Thursday, June 27, 2024

Guessable

For some technologies I have used, there is a philosophy that holds all of its functionality together. It is mostly consistent. It fits a pattern, it feels connected.

Its existence means that if you need to do something, and you understand at least part of that philosophy, you can take a pretty good guess at how to get it accomplished.

Usage is guessable.

For some technologies I have used, because of their construction, everything is erratic. All of the parts and pieces were built at radically different times, by very different people, following very different individual philosophies of construction. There isn’t one big philosophy holding it all together, rather there are so many little islands that there is effectively no philosophy at all.

In these technologies to do something, you have to have known how to do it already. This doesn't slow you down with common repeating tasks, but if you have to leave your comfort zone, then it is difficult. You first have to search around a lot until you find the magic incantation that will make it happen. If what you are doing is complicated, then you will need to spend a lot of time to find a bunch of incantations.

Any sort of guess you make will be wrong. Some of them will have very bad consequences, so you quickly learn not to guess.

Usage is only searchable, and often not easily searchable.

When you have to spend a lot of time searching, and it is hard since you don’t even know what you are looking for, everything takes way longer to accomplish. It is a lot of friction. It is slow. If you are used to smoother technology, it is frustrating.

It was pretty obvious to me when I was younger that I preferred to spend my days working in an environment that is guessable. The classic example back then was Unix versus Mainframes. Unix had a wickedly great philosophy and was mostly consistent, Mainframes could do all the same stuff, but it was brutal trying to figure out how to do it.

It plays out with programming languages as well. I prefer smaller languages that are consistent over larger languages that are a mess. I liked C for example, tolerated a subset of Perl, and despised Php. These days I prefer Golang over Rust, pretty much for the same reason. I return to AWK again and again, because it is just so sweet.

Technologies with tight philosophies can get broken over time. It is inevitable to some degree if it gets popular. Other people want to contribute, but they do not bother to learn or understand the philosophies that make the tech great. They are too keen to get going. They enhance it, but in ways that are not as guessable and require searching. I see those types of enhancements as mostly negative.

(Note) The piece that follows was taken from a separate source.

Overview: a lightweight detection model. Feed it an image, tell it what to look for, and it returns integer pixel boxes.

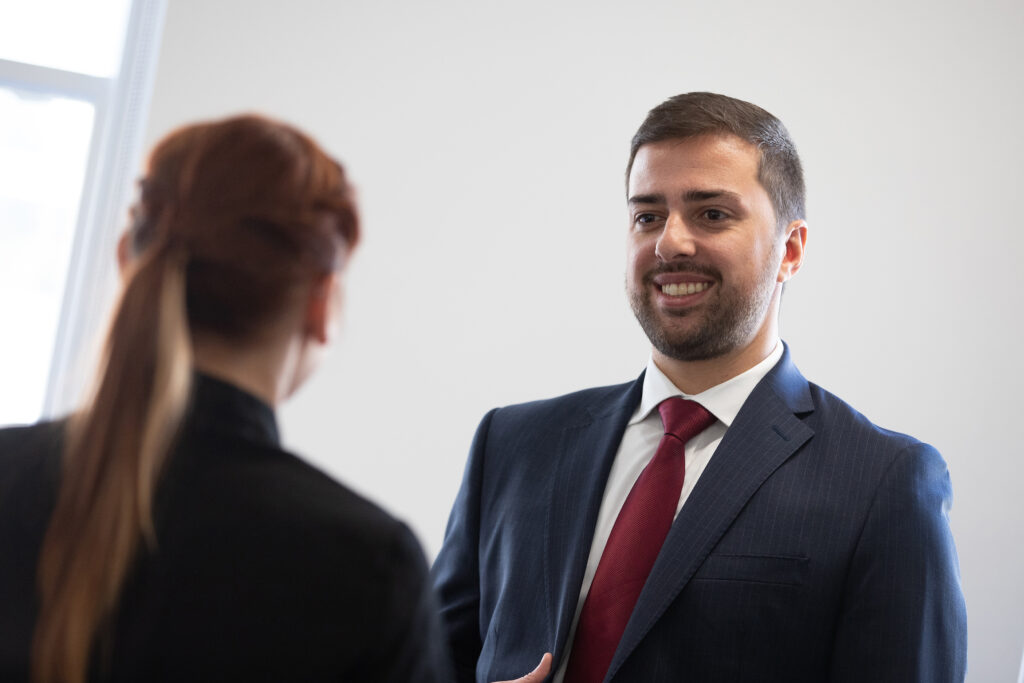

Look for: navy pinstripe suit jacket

Big technologies should have tight philosophies. Sticking within the philosophy should be enforced somehow. It doesn’t matter if you can do it, if you cannot guess how to do it. Existing functionality is nothing if it isn’t frequently used. Oddly, we see a form of this within development projects as well. When usage is guessable, there is more reuse. When it is only searchable, the code is excessively redundant.

Thursday, June 20, 2024

Outside

For most complicated things in our world, there is an inside and an outside.

It’s a repeating pattern.

If there is some clump of complexity, most often not all of that complexity is fully transparent. It is only visible locally. You have to be in there to see it and understand it. That causes a difference in perception depending on your position.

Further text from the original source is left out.